News > Legislation

Food Standards Agency survives government cull

By Becky Paskin , 20-Jul-2010

Related topics: Legislation

Following speculation last week that the Food Standards Agency would be axed, the government has today announced the industry body will continue running, but without its responsibilities for nutrition and labelling

The Food Standards Agency will now focus solely on food safety issues

The Food Standards Agency will now focus solely on food safety issues

Following speculation last week that the Food Standards Agency would be axed, the government has today announced the industry body will continue running, but without its responsibilities for nutrition and labelling.

 

The FSA will be given a renewed focus on food safety issues, while the Department of Health (DoH) will now be responsible for nutrition policy in England.

 

This means all policies relating to calorie labelling on restaurant menus, saturated fat, salt and sugar levels in food and portion sizing, will now fall under the jurisdiction of the DoH.

 

The Department for Environment, Food and Rural Affairs (Defra) will also share some of the FSA’s responsibilities, such as food composition policies, Country of Origin labelling and all other non-safety-related food labelling.

Scores on the Doors

 

The FSA will however retain responsibility for the roll out of the Scores on the Doors hygiene rating system.

 

Lord Rooker, chair of the FSA, said: “Food safety and hygiene have always been at the heart of what the Agency does. They are our top priorities in protecting the interests of consumers.”

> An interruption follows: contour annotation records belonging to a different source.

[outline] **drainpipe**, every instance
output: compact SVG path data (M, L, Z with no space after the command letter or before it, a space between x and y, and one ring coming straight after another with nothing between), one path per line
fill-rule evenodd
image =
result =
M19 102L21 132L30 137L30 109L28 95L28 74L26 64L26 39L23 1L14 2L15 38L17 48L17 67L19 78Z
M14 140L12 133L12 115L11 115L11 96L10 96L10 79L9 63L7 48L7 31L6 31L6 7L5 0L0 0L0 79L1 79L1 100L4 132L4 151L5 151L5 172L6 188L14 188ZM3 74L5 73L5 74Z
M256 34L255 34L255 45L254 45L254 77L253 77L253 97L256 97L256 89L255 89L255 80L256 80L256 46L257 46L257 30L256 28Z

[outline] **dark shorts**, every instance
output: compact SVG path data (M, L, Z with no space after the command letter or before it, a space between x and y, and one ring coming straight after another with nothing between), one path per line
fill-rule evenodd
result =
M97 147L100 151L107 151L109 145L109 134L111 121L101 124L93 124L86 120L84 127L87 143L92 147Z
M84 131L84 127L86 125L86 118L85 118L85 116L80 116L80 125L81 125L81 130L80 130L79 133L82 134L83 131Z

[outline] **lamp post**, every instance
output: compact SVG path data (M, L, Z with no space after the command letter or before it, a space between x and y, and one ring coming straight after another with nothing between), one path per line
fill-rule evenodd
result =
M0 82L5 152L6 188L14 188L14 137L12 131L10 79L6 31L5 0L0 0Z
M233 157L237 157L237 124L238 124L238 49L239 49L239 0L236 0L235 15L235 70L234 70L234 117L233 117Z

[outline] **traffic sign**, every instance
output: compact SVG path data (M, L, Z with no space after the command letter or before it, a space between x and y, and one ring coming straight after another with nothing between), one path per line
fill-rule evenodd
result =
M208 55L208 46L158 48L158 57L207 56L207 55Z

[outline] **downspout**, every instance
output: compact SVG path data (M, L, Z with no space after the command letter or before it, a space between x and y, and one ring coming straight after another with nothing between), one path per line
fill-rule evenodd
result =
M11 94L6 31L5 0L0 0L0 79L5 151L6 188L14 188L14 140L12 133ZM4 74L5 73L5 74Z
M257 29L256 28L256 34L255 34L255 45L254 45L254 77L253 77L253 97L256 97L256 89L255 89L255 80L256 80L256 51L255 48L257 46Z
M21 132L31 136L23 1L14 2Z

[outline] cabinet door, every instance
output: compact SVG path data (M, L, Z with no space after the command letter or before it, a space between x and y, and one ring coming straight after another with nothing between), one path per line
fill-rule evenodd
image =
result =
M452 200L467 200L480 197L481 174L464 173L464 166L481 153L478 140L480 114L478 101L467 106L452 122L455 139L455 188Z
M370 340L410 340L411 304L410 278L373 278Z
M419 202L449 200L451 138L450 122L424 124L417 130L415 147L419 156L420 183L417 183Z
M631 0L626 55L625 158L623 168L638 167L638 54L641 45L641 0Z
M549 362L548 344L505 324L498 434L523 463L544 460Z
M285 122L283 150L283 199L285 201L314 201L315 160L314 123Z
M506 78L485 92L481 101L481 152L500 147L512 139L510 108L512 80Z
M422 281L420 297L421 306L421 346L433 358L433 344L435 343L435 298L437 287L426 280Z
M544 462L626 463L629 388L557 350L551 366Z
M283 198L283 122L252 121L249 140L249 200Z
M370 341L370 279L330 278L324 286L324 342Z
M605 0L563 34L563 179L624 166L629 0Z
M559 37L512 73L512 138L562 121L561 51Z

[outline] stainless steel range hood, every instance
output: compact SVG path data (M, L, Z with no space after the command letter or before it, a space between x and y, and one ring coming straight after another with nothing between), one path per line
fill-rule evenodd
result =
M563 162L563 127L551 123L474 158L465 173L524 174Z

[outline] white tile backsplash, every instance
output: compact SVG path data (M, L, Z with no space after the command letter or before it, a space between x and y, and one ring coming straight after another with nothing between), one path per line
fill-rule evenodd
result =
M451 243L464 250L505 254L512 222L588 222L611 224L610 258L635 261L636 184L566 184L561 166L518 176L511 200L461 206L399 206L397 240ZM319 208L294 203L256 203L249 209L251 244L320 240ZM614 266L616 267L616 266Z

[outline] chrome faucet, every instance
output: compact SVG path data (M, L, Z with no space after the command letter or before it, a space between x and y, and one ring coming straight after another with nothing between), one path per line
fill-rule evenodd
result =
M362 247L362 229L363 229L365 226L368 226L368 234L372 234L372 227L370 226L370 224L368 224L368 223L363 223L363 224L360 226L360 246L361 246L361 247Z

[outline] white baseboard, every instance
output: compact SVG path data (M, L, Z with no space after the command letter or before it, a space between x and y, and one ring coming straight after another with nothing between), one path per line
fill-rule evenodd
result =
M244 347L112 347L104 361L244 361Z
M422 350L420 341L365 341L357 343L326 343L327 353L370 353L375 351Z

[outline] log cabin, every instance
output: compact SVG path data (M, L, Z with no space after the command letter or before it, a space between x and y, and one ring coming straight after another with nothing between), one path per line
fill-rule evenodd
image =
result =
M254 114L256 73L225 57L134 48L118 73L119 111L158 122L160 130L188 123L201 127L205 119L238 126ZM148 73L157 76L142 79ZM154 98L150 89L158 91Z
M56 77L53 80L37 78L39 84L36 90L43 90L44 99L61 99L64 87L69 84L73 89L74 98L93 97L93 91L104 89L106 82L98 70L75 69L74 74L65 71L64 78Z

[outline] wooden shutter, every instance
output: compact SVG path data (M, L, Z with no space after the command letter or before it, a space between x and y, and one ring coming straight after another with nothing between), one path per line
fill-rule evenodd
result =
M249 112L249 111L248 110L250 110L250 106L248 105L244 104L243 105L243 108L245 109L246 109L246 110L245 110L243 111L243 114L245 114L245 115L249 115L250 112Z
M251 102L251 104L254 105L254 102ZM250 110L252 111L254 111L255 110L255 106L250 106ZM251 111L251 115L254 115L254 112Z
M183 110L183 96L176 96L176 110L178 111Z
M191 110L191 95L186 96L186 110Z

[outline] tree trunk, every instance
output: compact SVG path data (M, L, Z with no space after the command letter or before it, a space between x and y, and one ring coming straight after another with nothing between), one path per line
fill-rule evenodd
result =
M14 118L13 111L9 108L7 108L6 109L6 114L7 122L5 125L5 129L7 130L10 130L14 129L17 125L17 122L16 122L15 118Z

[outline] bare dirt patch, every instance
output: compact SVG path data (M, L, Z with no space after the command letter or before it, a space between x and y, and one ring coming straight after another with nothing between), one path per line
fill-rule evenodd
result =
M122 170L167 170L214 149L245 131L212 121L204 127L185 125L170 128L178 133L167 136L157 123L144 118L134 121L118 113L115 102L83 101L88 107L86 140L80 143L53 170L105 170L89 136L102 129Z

John Dyson, the British Hospitality Association's food and technical affairs adviser, said: “The transfer of nutritional functions to the Department of Health should ensure a more unified approach to the fight against obesity and we look forward to working with the Department on this critical issue.

 

"However we have concerns about the lack of similar restructuring in the devolved administrations in Wales, Scotland and Northern Ireland which could potentially result in increased costs for businesses which trade across the United Kingdom."

The government believes the reorganisation will contribute to its targets to improve efficiency as well as the health of the British population.

 

Caroline Spelman, Secretary of State for Defra, said: “It makes perfect sense to bring policy on food origin and associated labelling to Defra to sit with wider food policy. These changes will enable the FSA to focus on food safety and it is right that this should stay in the hands of an independent body.”

Licensing Act

 

In a separate government change announced today, the responsibility for the Licensing Act 2003 has reverted back from the Department for Culture, Olympics, Media and Sport, to the Home Office – except in relation to regulated entertainment, such as live music.

 

Home Secretary Theresa May is also currently leading a “complete review” of the Licensing Act and is considering introducing a late night levy on premises.